AYHAN ÇARKIN - Ben rahat iniyorum efendim, artık ben sanığım, gelebileceğim en son yere kadar gelmişim, bundan sonra... Gelmişim cezaevindeyim artık, benim saklayacak, gocunacak hiçbir şeyim yok, yok, çünkü bir şey yok. Türkiye'de bir grubun ihaneti söz konusu bu ülkeye. Yani Susurluk olayında bu ülkede terör mü bitti, bu ülkede uyuşturucu kaçakçıları mı bitti, bu ülkede affedersiniz kadın satanlar mı bitti, sanki bütün her şeyin, sebebi Susurluk, Susurluk'ta yaşanan olayların sebebi üç tane beş tane sağ kalan gibi bir izlenim ortaya çıktı.

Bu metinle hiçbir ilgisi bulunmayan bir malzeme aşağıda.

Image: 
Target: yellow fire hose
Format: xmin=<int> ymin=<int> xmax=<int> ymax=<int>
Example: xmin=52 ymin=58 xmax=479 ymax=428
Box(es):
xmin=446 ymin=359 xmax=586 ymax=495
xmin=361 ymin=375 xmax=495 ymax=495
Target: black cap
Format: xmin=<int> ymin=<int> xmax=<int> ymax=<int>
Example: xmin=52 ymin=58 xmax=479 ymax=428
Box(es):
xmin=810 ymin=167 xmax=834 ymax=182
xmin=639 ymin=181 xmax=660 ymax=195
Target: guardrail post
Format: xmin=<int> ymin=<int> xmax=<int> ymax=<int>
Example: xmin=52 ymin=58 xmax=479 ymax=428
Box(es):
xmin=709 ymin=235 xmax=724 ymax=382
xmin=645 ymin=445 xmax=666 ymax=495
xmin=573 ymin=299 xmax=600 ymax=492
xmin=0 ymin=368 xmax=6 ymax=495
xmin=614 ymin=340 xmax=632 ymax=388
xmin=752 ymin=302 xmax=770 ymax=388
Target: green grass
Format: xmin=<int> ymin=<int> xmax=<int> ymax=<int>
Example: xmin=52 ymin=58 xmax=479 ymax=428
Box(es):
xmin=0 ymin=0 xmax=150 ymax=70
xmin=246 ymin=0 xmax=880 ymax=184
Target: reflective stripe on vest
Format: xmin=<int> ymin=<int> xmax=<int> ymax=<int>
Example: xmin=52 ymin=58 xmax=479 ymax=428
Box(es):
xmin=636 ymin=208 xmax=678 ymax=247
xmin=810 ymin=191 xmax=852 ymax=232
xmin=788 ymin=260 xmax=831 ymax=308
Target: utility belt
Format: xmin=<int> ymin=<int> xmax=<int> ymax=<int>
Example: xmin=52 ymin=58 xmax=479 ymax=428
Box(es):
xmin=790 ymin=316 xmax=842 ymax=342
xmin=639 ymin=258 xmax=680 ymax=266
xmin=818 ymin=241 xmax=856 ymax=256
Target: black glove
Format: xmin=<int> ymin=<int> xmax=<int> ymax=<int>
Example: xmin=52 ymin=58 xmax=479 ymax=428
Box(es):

BAŞKAN - Yine bir şey söylüyorsun Ayhan, diyorsun ki ifadende devamlı emniyet müdürüne girer çıkardı, yani Abdullah Çatlı için söylüyorsun ve üst düzeyde de birçok kişiyle de görüşen, oturup kalkan bir insan olduğu için biz onunla arkadaş olmaktan bir endişe, duymadık. Yani, doğrudur, emniyet müdürlüğüne devamlı girip çıktığı için, burada üst düzeyde birçok kişilerle görüştü dediğine göre bir şey bildiğin ortaya çıkıyor; kim bu üst düzeydeki birçok kişi? Mesela bize üç beş tanesini...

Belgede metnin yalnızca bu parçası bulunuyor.